Here, the transistor TR3 is an emitter follower circuit, the resistor R12 is an emitter resistor, the resistor R10 is a feedback resistor, and the resistor R11 is a collector load resistor.

Accordingly, the comparison voltage amplified by the transistor TR3 is applied to the phase control terminal P / C of the horizontal oscillation IC IC1 through the resistor R13, so that the back pulse as shown in FIG. Compensate for the phase change amount ΔT.

The reference phase adjustment of the phase comparison IC (IC2) is performed by adjusting the variable resistance (VR1) of the phase adjusting terminal of the horizontal oscillation IC (IC1) using the variable resistor VR2. If the comparison output voltage is adjusted to be the voltage V0 of FIG. 4 in the state of adjusting to be in the center of, the output voltage is based on the voltage V0 of FIG. 4 by the phase difference between the two inputs A and B. The voltage is applied to V1 or V2 to adjust the phase of the horizontal oscillator circuit.
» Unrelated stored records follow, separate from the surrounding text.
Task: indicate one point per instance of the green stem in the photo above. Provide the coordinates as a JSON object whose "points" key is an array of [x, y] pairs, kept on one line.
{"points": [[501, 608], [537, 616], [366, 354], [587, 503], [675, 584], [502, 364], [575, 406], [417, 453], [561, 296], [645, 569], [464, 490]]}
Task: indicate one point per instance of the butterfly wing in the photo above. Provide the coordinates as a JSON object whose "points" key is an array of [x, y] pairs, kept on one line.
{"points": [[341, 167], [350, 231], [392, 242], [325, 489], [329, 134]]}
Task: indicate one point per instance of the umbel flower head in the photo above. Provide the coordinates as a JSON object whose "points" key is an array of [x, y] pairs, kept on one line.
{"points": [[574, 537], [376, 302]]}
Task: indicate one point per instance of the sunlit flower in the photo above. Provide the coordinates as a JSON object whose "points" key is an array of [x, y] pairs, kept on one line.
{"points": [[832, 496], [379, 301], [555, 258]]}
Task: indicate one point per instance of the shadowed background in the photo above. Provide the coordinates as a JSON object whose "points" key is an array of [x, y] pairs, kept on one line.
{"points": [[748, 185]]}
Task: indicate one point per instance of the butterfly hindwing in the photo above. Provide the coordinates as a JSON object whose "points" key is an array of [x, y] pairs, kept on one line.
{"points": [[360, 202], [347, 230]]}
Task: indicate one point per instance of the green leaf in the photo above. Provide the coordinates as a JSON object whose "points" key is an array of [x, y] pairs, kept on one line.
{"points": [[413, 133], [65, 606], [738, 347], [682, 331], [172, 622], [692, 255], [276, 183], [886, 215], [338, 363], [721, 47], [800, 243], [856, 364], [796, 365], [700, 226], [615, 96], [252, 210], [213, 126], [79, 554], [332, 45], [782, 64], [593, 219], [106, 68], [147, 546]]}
As described above, the present invention is a useful design that can improve the reliability of the device by compensating the screen position movement caused by the heat of the horizontal deflection circuit to always be a constant screen position.

Claims (1)

A horizontal oscillation unit 1 for generating an oscillation signal having a predetermined frequency synchronized with the input horizontal synchronizing signal, and amplifying and shaping the output of the horizontal oscillation unit 1 to generate a back pulse using a high pressure of a flyback transformer (FBT) In a horizontal deflection circuit having a horizontal output unit (2), the back pulse output from the horizontal output unit (2) is divided by the resistors (R5 to R7) to one side input terminal (A) of the phase comparison IC (IC2). A phase comparison unit for comparing a phase with a horizontal synchronizing signal applied to the other input terminal B of the phase comparison IC IC2 through a voltage applied to the circuit and a resistor R8, and outputting a voltage corresponding to the phase difference ( 3) and the phase control terminal (P / C) of the horizontal oscillation IC (IC1) in the horizontal oscillator 1 to compensate for the phase difference by buffer amplifying the output voltage of the phase comparator 3 with the transistor TR3. Screen buffer characterized in that it comprises a buffer amplifying unit (4) for applying to As above.